Bee stings may hurt, but a world without bees would hurt more. The global bee population is declining at an alarming rate. Climate change, agricultural demand, and worsening plant diversity have caused colony collapse across Europe and North America that has decimated the bee populations by 25 and 60 percent, respectively. And a future without bees – more likely with each passing year – looks bleak indeed. Humans will face problems worse than just honey shortages; over 35 percent of global food crops and 80 percent of flowering plants depend on pollinating insects such as bees. If something doesn’t change soon, entire ecosystems could collapse.

But researchers across the globe are buzzing about a potential solution. Scientists led by Eijiro Miyako at the Institute of Advanced Industrial Science and Technology in Japan have developed a promising prototype of a robotic bee. It turns out that bees’ important role in the environment can be done by a little drone with some sticky gel and a toupee on top. The technology is still coming down the pipeline, but after some preliminary field testing with lilies and tulips, Miyako’s team found that the drones could effectively pollinate flowers. While drone bees might sound more like a Black Mirror-inspired nightmare than a solution to colony collapse disorder, they offer a unique opportunity to help sustain the environment, increase food quality, and even defend the existing bee population. More importantly, drone bees demonstrate the critical role scientists and governments can play in sustaining ecosystems amidst a changing climate.

Bee drones attempt to mimic everything about a real bee’s pollination patterns – sans the stinger. Real bees pollinate using little hairs on their bodies that pick up and deposit pollen as they fly from flower to flower. This is a delicate balance; bees’ hairs are sticky enough to carry pollen through the air and loose enough to let pollen transfer upon landing. Scientists had struggled to replicate the natural qualities of bee hair until Miyako synthesized a special gel that could do the job.

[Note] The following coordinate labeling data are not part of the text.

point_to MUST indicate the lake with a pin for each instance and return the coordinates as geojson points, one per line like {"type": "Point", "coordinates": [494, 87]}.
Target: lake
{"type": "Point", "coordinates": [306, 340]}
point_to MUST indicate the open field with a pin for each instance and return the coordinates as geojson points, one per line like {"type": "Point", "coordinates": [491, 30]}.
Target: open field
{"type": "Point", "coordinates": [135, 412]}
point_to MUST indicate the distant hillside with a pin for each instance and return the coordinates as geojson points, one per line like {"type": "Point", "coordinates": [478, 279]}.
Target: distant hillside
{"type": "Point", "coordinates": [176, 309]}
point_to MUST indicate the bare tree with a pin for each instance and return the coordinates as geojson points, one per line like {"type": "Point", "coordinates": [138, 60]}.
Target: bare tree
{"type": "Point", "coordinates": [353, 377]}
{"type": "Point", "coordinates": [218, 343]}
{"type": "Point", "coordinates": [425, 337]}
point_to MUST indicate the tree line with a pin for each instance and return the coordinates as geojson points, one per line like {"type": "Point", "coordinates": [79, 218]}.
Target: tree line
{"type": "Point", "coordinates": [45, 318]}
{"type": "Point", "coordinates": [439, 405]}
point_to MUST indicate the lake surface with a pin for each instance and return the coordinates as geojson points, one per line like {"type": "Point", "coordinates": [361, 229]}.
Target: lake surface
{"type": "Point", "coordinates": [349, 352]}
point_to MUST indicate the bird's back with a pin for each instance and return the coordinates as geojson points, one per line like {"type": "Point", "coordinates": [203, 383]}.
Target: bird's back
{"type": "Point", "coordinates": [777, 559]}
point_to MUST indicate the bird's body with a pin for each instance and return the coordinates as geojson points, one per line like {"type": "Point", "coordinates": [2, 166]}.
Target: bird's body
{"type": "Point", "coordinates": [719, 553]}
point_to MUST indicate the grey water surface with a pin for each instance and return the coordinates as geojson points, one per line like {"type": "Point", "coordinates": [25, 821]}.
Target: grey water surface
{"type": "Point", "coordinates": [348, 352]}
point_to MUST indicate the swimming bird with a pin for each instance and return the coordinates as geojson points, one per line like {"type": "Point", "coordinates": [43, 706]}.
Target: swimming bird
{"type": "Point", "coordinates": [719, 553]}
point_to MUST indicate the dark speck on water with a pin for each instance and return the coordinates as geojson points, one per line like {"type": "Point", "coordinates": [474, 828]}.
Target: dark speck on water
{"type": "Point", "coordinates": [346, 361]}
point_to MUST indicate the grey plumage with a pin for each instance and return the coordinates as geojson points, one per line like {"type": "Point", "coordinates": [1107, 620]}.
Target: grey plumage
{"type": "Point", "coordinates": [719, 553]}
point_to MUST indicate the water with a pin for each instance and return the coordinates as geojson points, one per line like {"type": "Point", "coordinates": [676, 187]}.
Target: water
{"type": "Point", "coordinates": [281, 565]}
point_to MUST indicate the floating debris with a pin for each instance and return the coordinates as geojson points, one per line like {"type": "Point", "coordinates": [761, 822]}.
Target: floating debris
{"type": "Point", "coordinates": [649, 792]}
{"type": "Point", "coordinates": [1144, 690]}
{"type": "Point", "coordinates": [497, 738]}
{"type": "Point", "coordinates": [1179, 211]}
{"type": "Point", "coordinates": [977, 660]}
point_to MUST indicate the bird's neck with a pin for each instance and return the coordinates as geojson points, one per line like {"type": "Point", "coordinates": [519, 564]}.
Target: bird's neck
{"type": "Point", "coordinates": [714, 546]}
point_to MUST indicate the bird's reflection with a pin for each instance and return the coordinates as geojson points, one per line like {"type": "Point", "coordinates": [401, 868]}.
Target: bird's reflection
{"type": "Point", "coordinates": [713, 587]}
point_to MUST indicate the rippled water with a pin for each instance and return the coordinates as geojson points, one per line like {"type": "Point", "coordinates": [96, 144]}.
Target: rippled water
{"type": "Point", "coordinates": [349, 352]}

While right now the drones are just quadcopters with fake hair, pollinators may soon be made environmentally friendly using biodegradable materials. Furthermore, researchers are developing technology so that drone bees will be able to recognize which flowers have already been adequately pollinated. Using improved visual sensors and existing machine learning technology, drone bees promise to pollinate ecosystems with little chance for unexpected harm. The development of drones could save millions of bees from pollinating areas with harmful chemicals without forcing farmers to endanger their crop yields.

The next step is to build a completely self-sufficient drone bee. Scientists have begun analyzing the sight and flight of actual bees to incorporate into the drones. Ashutosh Natraj of Oxford University studies the way bees see and navigate around an environment with moving obstacles, a concept called optic flow. The Green Brain Project, based out of the Universities of Sheffield and Sussex, is devoted to the idea of building a machine with the full mental capabilities of a bee. And researchers such as Noah Cowan (no relation to the author) at Johns Hopkins University have built careers designing drones to mimic insects’ body movements. If scientists can put the pieces together, the beginnings of an autonomous fleet of pollinators are just over the horizon.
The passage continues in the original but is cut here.